Since a common factor of $u$ and $v$ would end up as a squared factor of any number of the form $g(u,v),$ we know that $u$ and $v$ are relatively prime. Thus, we may find integers $\alpha$ and $\beta$ with $\beta u - \alpha v = 1$. The coefficient of $x^2$ in the form
$$ f(x,y) = g(ux + \alpha y, vx + \beta y) $$
is then $g(u,v)$. Thus, we have replaced $g$ by the equivalent form $f$, which has first coefficient $1$, just like the principal form.
Now we adjust the middle coefficient of $f$ so that it matches the middle coefficient of the principal form. Observe that the middle coefficient of a form is congruent to its discriminant modulo $2$. It follows that the middle coefficients of $f$ and the principal form have the same parity.

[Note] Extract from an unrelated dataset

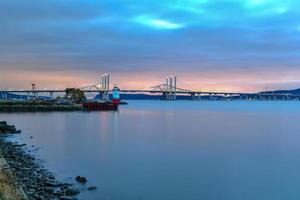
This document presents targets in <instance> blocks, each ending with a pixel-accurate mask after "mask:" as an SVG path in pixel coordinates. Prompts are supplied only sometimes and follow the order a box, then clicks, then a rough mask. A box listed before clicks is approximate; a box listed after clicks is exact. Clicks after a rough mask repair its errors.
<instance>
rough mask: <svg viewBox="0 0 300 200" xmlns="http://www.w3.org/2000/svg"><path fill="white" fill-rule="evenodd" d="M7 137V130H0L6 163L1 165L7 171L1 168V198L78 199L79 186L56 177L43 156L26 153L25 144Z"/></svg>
mask: <svg viewBox="0 0 300 200" xmlns="http://www.w3.org/2000/svg"><path fill="white" fill-rule="evenodd" d="M1 124H6V122H5V123H4V122H2V123H1ZM7 126H8V125H7ZM9 127H12V126H9ZM11 133H13V132H11ZM7 137H9V133H8V132H6V133H1V134H0V159H2V160H3V162H2V163H5V164H4V166H6V167H2V168H5V169H6V171H5V170H4V169H1V170H0V182H1V184H0V199H16V200H18V199H41V200H43V199H61V200H70V199H76V198H75V196H76V195H77V194H79V193H80V191H79V190H78V189H76V188H74V187H73V186H72V184H70V183H62V182H60V181H58V180H56V178H55V176H54V174H52V173H51V172H49V171H48V170H47V169H45V168H44V167H43V166H42V165H41V161H40V160H37V159H35V158H34V157H33V156H32V155H31V154H29V153H27V151H28V149H27V148H26V144H18V143H15V142H11V141H9V139H8V138H7ZM7 170H8V171H7ZM20 188H21V189H20ZM23 191H24V193H23ZM23 194H25V195H23Z"/></svg>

Suppose $f = ax^2 + bxy + cy^2$. For an arbitrary integer $n$, consider the form $f(x+ny,y)$. This will still have first coefficient $1$, and one checks that its middle coefficient is $b+2n$. By choosing $n$ appropriately, we can make this coefficient be any integer we wish with the same parity as $b$. In particular, we can replace $f$ by a form that has the same first and middle coefficients as the principal form. In particular, you can choose $n$ so that $f(x+ny,y)$ has the same first and middle coefficient as the principal form. But both forms will also have the same discriminant, and these conditions ensure that they will have the same third coefficient as well.